Pitchbook Researchers Say We’re at Potential Inflection Point in VC and Financial Markets, as Rising Interest Rates Continue

The early stage continues to resemble the “late stage of years past.” Last year, the median early-stage valuation surged 50% YoY to $45.0 million.

This value represents a greater median than the late stage only a few years ago “and illustrates the tsunami of capital that has flowed into the venture strategy,” according to an update from Pitchbook.

As noted in a new report from Pitchbook:

“Nontraditional investors continue to push top-line trends in VC. Notably, deals with nontraditional investor participation reached a median valuation of $200.0 million at the late stage, representing a 2x growth over 2020. In 2021 more than ever, increased nontraditional investor participation added more capital to the market on top of existing record levels of dry powder and increased competition of deals that put upward pressure on both deal sizes and valuations.”

The report from Pitchbook added that the best IPO year since 2000 “brought outsized valuation step-ups.” The company’s update also mentioned that elevated public market valuations were “a critical factor in driving this exodus, as public market investors sustained an elevated level of demand for growth assets.” As mentioned in the report, this demand is “clear when looking at the valuation step-up at exit for public listings, which sits at a recent high of 1.6x in Q4 2021—the highest value we have recorded since 2012.”

But aftermarket performance has “surfaced as a concern, potentially affecting this market going forward.”

The report further revealed that VC deal terms’ long-term trend toward being “more
streamlined and founder friendly only strengthened during the record dealmaking year of 2021.”

As investors continue to deploy capital faster than ever, it is becoming increasingly important to commit “to deals quickly in an effort to avoid being shut out of highly coveted deals.”

The report from Pitchbook further noted that this standardization of terms has been “another side effect of the influx of nontraditional involvement in VC, as these participants represent a massive amount of capital that necessitates a rapid pace of dealmaking to meet the investment need.”
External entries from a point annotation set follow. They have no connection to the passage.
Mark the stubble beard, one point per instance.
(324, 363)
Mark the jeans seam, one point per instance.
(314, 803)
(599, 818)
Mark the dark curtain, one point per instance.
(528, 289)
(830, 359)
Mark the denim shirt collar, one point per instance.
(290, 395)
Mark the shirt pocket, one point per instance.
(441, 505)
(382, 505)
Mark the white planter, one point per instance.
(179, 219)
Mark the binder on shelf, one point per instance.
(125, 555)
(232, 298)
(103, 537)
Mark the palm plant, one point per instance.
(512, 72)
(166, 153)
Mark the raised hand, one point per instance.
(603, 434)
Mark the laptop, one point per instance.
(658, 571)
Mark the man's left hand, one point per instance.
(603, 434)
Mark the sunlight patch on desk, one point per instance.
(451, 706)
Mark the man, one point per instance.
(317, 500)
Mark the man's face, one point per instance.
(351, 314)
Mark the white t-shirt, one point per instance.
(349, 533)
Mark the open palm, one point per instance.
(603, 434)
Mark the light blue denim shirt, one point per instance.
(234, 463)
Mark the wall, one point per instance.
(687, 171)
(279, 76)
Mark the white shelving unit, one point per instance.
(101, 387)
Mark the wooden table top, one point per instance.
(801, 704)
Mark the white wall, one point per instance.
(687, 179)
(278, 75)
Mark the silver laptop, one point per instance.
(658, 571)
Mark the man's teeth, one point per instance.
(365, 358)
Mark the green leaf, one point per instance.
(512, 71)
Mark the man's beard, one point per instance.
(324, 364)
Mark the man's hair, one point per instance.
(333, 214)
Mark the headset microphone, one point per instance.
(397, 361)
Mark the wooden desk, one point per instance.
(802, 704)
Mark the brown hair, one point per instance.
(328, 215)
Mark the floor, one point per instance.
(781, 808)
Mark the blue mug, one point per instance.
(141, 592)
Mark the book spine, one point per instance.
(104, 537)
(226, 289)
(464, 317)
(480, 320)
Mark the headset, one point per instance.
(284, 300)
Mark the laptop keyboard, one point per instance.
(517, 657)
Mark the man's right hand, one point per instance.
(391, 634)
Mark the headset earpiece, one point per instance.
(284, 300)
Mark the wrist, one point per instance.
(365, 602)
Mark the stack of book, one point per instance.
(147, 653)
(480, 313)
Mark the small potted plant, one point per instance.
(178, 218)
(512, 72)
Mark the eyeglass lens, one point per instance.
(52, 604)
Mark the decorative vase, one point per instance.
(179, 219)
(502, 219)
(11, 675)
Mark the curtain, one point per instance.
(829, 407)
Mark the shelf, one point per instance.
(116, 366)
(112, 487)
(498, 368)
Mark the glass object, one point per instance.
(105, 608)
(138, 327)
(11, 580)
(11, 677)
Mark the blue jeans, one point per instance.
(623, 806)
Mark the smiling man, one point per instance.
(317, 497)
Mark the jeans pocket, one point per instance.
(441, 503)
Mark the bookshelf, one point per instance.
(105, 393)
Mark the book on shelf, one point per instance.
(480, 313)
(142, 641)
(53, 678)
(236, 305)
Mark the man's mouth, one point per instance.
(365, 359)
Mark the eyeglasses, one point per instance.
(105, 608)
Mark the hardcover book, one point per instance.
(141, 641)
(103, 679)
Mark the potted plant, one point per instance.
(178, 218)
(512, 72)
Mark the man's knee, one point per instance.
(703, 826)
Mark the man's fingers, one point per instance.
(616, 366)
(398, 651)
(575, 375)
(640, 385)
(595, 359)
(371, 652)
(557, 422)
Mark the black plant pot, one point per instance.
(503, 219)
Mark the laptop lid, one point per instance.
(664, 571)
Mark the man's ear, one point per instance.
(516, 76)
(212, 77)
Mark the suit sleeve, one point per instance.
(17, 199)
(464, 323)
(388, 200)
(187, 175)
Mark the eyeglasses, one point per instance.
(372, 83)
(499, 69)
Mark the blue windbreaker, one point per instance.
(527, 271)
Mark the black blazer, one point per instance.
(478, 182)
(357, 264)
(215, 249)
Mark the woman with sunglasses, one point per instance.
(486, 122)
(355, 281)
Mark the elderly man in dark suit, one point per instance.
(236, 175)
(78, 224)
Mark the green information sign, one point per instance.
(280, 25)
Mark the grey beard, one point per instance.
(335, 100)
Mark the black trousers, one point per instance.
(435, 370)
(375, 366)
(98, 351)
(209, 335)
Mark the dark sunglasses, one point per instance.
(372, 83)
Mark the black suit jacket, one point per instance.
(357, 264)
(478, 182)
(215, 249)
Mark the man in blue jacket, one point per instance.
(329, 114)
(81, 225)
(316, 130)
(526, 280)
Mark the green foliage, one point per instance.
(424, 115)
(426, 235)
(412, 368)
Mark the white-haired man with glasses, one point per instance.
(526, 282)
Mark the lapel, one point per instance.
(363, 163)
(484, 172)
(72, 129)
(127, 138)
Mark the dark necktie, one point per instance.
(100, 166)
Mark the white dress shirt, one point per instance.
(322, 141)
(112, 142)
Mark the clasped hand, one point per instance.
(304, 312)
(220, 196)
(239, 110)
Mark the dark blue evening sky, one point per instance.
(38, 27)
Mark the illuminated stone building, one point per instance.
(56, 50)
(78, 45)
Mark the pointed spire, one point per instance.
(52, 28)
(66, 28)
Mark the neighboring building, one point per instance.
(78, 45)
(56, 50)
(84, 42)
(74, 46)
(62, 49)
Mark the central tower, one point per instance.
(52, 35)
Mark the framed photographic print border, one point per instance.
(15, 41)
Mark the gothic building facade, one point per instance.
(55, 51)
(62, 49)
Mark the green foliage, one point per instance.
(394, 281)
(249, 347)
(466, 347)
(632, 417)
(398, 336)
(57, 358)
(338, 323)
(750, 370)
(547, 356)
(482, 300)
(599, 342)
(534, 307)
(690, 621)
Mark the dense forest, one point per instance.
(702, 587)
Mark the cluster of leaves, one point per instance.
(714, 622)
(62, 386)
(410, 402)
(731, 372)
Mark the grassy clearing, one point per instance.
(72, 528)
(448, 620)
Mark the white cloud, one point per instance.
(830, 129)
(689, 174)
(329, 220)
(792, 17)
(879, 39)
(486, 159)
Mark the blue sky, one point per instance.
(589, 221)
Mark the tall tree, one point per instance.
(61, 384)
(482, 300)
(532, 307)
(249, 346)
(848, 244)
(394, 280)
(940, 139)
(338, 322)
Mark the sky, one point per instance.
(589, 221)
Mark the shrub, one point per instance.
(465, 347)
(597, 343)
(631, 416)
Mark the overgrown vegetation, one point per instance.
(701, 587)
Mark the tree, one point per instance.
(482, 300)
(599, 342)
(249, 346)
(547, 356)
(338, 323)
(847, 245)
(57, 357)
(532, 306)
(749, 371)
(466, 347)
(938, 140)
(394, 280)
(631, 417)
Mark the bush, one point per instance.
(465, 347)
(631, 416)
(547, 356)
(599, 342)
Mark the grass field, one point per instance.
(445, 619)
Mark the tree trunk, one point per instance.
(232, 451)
The report also mentioned:

“Going into 2022, we seem to be near a potential inflection point in the VC market, and broader financial markets in general, as we move toward a period of rising interest rates. This change may cause some rotation away from growth-oriented investments by asset allocators, and given enough time, would cause some drawdown on capital available to venture-backed startups. Still, the current dry powder sitting in VC funds is a short-term backstop for venture, especially after the record fundraising year of 2021.”